We report a case of a 69 years old, HIV-negative, female patient, who presented to the Emergency Department of our Hospital, with a two-week history of fever and headache and recent onset of altered mental status. She had a three-year history of Non-Hodgkin’s Lymphoma. A brain computed tomography scan and a retinoscopy were carried out on admission, but did not reveal any abnormal findings. A lumbar puncture was performed and cerebrospinal fluid (CSF) direct microscopy, following India ink preparation, detected multiple encapsulated yeast cells, typical of C. neoformans. The microorganism was also isolated from the CSF culture. She was treated with a combination of liposomal amphotericin-B (4 mg/kg per day) and fluconazole (400 mg per day), due to the fact that the proposed by the literature treatment with amphotericin and flucytosine, was not available in our hospital, at that time. The patient’s clinical condition was significantly improved after 3 days of therapy. In a repeated lumbar puncture 15 days after admission, CSF proved to be sterile. The patient was discharged 25 days later, on oral fluconazole (400 mg per day) for 8 weeks and consequently, on 200 mg per day for 6 months. In her follow up visits, she remained free of fever and any neurological symptoms or signs. She died 15 months later, due to complications of her hematological malignancy.

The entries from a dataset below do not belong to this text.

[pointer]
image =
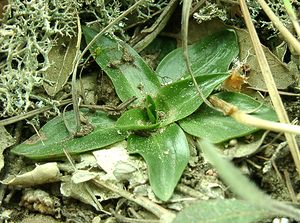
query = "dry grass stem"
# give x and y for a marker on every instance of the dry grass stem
(289, 38)
(246, 119)
(269, 81)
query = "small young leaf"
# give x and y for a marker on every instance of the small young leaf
(180, 99)
(213, 125)
(213, 54)
(167, 154)
(225, 211)
(151, 109)
(54, 137)
(135, 119)
(130, 75)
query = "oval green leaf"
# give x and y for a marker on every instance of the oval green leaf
(225, 211)
(130, 75)
(167, 154)
(180, 99)
(213, 54)
(54, 137)
(210, 124)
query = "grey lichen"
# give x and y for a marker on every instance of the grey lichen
(28, 31)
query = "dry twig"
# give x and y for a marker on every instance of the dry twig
(269, 81)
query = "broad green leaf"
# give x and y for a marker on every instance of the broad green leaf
(135, 119)
(167, 154)
(180, 99)
(225, 211)
(54, 137)
(215, 126)
(130, 75)
(213, 54)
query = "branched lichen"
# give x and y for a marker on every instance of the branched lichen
(28, 31)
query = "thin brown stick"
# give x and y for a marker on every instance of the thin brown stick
(278, 24)
(269, 81)
(164, 215)
(246, 119)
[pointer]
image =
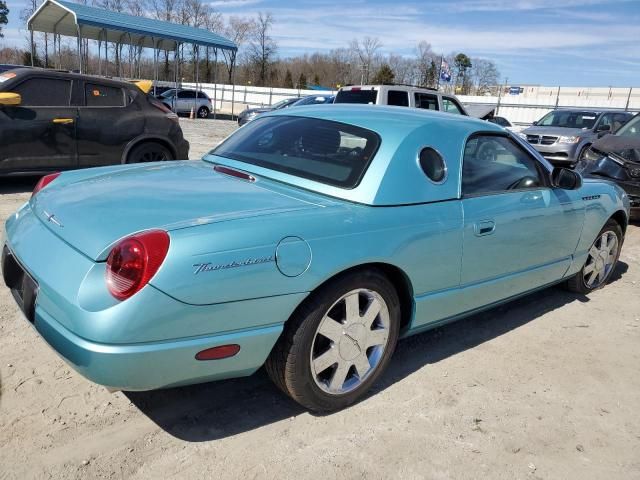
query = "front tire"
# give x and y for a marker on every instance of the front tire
(601, 260)
(338, 342)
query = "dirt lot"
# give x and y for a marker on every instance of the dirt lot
(546, 387)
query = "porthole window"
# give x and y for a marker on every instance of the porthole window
(433, 165)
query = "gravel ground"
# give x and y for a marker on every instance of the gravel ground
(545, 387)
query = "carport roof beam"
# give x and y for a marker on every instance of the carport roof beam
(64, 18)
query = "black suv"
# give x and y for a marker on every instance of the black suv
(57, 121)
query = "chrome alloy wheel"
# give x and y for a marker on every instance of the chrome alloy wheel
(350, 341)
(602, 257)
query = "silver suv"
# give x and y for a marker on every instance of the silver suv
(401, 96)
(563, 136)
(183, 100)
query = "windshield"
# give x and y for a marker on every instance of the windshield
(283, 103)
(321, 150)
(568, 119)
(631, 128)
(356, 96)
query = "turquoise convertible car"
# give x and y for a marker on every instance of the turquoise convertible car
(308, 241)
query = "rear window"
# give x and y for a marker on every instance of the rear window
(103, 96)
(328, 152)
(357, 96)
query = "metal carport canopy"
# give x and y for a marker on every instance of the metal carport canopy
(76, 20)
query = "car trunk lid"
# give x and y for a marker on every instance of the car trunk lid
(93, 213)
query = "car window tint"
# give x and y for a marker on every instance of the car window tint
(496, 164)
(103, 96)
(450, 106)
(44, 92)
(321, 150)
(398, 98)
(426, 101)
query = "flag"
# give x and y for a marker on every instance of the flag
(445, 71)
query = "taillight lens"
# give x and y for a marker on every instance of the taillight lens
(44, 181)
(134, 261)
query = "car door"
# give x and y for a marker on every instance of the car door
(40, 133)
(185, 100)
(519, 233)
(108, 120)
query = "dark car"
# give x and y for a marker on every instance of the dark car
(617, 158)
(58, 121)
(5, 67)
(564, 135)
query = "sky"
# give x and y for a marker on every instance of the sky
(546, 42)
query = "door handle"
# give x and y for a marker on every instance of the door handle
(485, 227)
(63, 121)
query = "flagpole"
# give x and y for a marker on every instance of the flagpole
(439, 72)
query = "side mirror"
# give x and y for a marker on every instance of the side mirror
(9, 99)
(565, 179)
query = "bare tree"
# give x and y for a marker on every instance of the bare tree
(238, 30)
(366, 51)
(262, 48)
(485, 75)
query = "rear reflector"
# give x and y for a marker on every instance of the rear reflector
(218, 353)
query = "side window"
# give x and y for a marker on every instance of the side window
(494, 164)
(398, 98)
(103, 96)
(449, 105)
(44, 92)
(426, 101)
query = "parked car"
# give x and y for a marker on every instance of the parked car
(305, 242)
(60, 121)
(401, 96)
(251, 113)
(564, 135)
(5, 67)
(314, 100)
(185, 100)
(617, 158)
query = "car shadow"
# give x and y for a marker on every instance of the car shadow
(217, 410)
(18, 184)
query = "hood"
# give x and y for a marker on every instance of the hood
(93, 213)
(626, 147)
(556, 131)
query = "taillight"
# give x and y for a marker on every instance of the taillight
(134, 261)
(44, 181)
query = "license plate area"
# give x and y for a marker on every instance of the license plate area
(23, 287)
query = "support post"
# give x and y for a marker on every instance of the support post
(215, 82)
(233, 84)
(626, 108)
(80, 49)
(33, 47)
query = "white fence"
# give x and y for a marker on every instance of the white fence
(522, 109)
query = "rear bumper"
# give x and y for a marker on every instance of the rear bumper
(150, 366)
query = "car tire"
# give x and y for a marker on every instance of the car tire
(297, 363)
(600, 265)
(149, 152)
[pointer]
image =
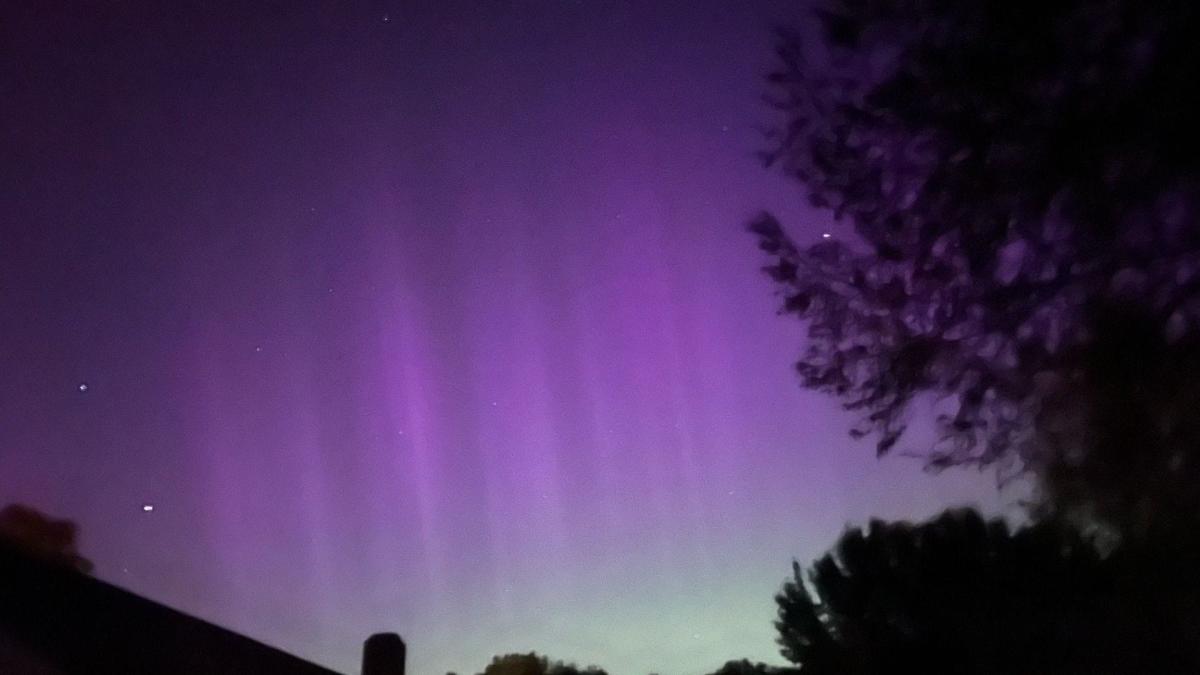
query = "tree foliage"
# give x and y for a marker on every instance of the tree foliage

In conclusion, we here present a case of a patient with cryptococcal meningitis, successfully treated with a combination of antimicrobial agents, others than those suggested by the literature, as optimal therapy3. Cryptococcal meningitis should always be considered in immunosuppressed patients, presenting with fever and symptoms from the central nervous system. Its clinical presentation can be subacute and deceptive, therefore, its diagnosis requires a proper evaluation of both clinical and laboratory findings.

References

1. Thompson H. Not your “typical patient”: cryptococcal meningitis in an immunocompetent patient. J Neurosci Nurs. 2005; 37: 144-148.
2. Bicanic T, Harrison TS. Cryptococcal meningitis. Br Med Bull. 2005; 72: 99-118.
3. Perfect JR, Dismukes WE, Dromer F, Goldman DL, Graybill JR, Hamill RJ, et al. Clinical practice guidelines for the management of cryptococcal disease: 2010 update by the infectious diseases society of america. Clin Infect Dis. 2010; 50: 291-322.